Geithner told an invited audience at the US Treasury that $50 billion in federal rescue funds will be used to try to stem home foreclosures and soften the crushing impact of the deep housing crisis now afflicting the entire economy.
The plan would also expand a Fed program aimed at expanding credit card, student, auto and small business lending. The facility will grow from its current $200 billion limit to up to $1 trillion, thanks to a jump in Treasury funding to $100 billion from $20 billion.
The lending program would be extended to cover some mortgage-related assets.
The Treasury also said it would continue to pump capital into banks, as the former Bush administration did, but Geithner said there will be conditions attached to ensure the money is lent and that top executives heed restraints on their pay.

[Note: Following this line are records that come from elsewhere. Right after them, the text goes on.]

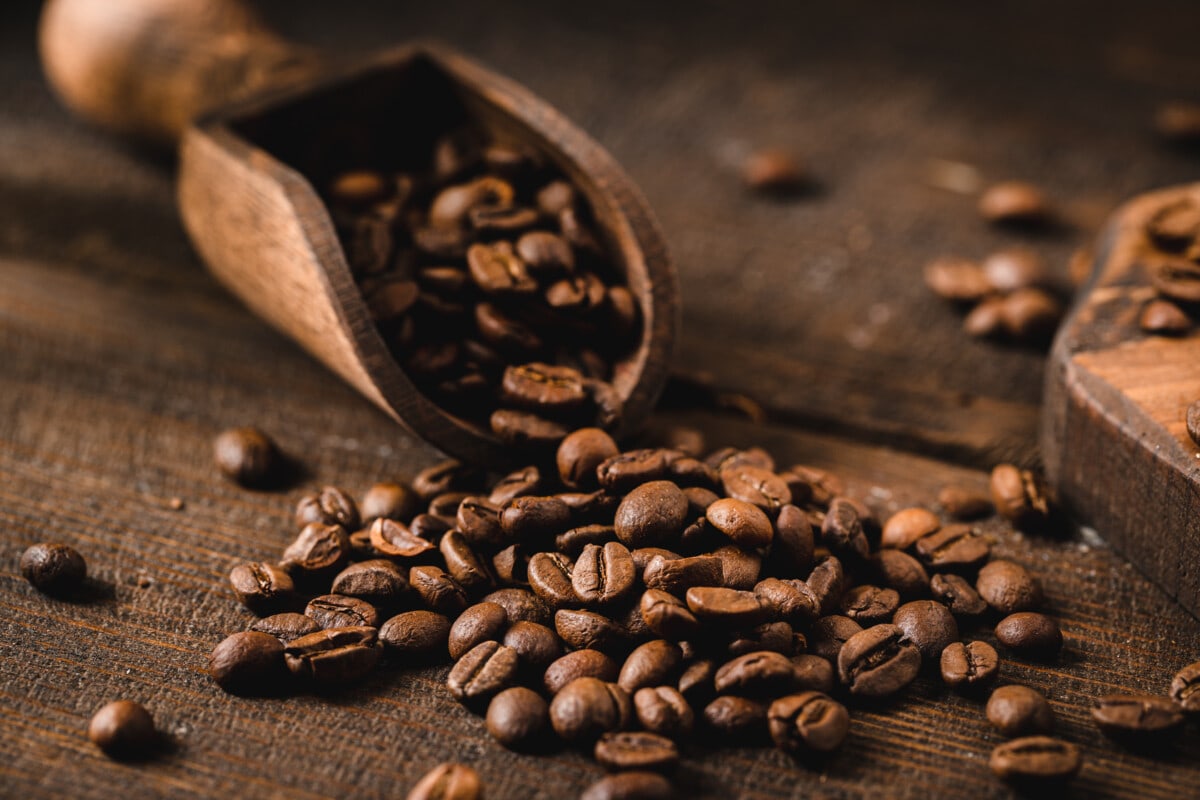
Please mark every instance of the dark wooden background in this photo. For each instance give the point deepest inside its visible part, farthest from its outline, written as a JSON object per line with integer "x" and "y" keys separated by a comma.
{"x": 120, "y": 359}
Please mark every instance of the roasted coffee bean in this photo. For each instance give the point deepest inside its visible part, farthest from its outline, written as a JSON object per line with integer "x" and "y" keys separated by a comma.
{"x": 395, "y": 540}
{"x": 964, "y": 504}
{"x": 484, "y": 621}
{"x": 1008, "y": 587}
{"x": 483, "y": 672}
{"x": 757, "y": 674}
{"x": 580, "y": 453}
{"x": 318, "y": 549}
{"x": 808, "y": 722}
{"x": 651, "y": 515}
{"x": 376, "y": 581}
{"x": 55, "y": 569}
{"x": 899, "y": 571}
{"x": 630, "y": 786}
{"x": 929, "y": 625}
{"x": 246, "y": 456}
{"x": 636, "y": 750}
{"x": 811, "y": 672}
{"x": 419, "y": 633}
{"x": 869, "y": 605}
{"x": 737, "y": 716}
{"x": 1019, "y": 711}
{"x": 286, "y": 626}
{"x": 587, "y": 708}
{"x": 1030, "y": 633}
{"x": 330, "y": 506}
{"x": 957, "y": 594}
{"x": 970, "y": 666}
{"x": 1036, "y": 762}
{"x": 664, "y": 710}
{"x": 954, "y": 548}
{"x": 335, "y": 656}
{"x": 521, "y": 603}
{"x": 829, "y": 633}
{"x": 744, "y": 523}
{"x": 124, "y": 729}
{"x": 517, "y": 717}
{"x": 729, "y": 607}
{"x": 579, "y": 663}
{"x": 537, "y": 645}
{"x": 438, "y": 590}
{"x": 879, "y": 661}
{"x": 1019, "y": 497}
{"x": 604, "y": 575}
{"x": 904, "y": 528}
{"x": 653, "y": 663}
{"x": 1186, "y": 687}
{"x": 1137, "y": 719}
{"x": 448, "y": 782}
{"x": 247, "y": 663}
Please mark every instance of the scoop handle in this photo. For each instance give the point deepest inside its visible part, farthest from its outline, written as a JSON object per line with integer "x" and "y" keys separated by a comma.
{"x": 145, "y": 68}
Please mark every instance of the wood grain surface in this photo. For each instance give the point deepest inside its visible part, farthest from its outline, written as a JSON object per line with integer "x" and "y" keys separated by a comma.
{"x": 123, "y": 358}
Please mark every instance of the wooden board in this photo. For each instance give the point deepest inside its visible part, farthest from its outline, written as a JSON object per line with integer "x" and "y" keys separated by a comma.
{"x": 123, "y": 358}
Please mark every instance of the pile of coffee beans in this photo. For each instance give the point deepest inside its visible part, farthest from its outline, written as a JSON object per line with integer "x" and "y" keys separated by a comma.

In return for the capital, the government would receive preferred shares in the banks that could convert to common stock.
Bank fix part of larger plan
Geithner said it was critically important to restore credit flows in order for a separate $800-billion-plus package of tax cuts and government spending measures to lift the economy.
Shortly after Geithner announced the plan, the US Senate cleared an $838 billion stimulus package, which needs to be reconciled with a separate bill approved by the US House of Representatives.
The Treasury is tussling with the worst financial crisis since the Great Depression as careless lending fueled a housing boom gone bust, dragging the US economy - and much of the rest of the world - into a deep recession.
President Barack Obama said on Monday that cleaning up banks’ balance sheets was a priority and did not rule out the possibility that it will take more money than the $700 billion Congress already has approved to complete the job.
“We don’t know yet whether we’re going to need additional money or how much additional money we’ll need until we see how successful we are at restoring a level of confidence in the marketplace,” Obama told a news conference.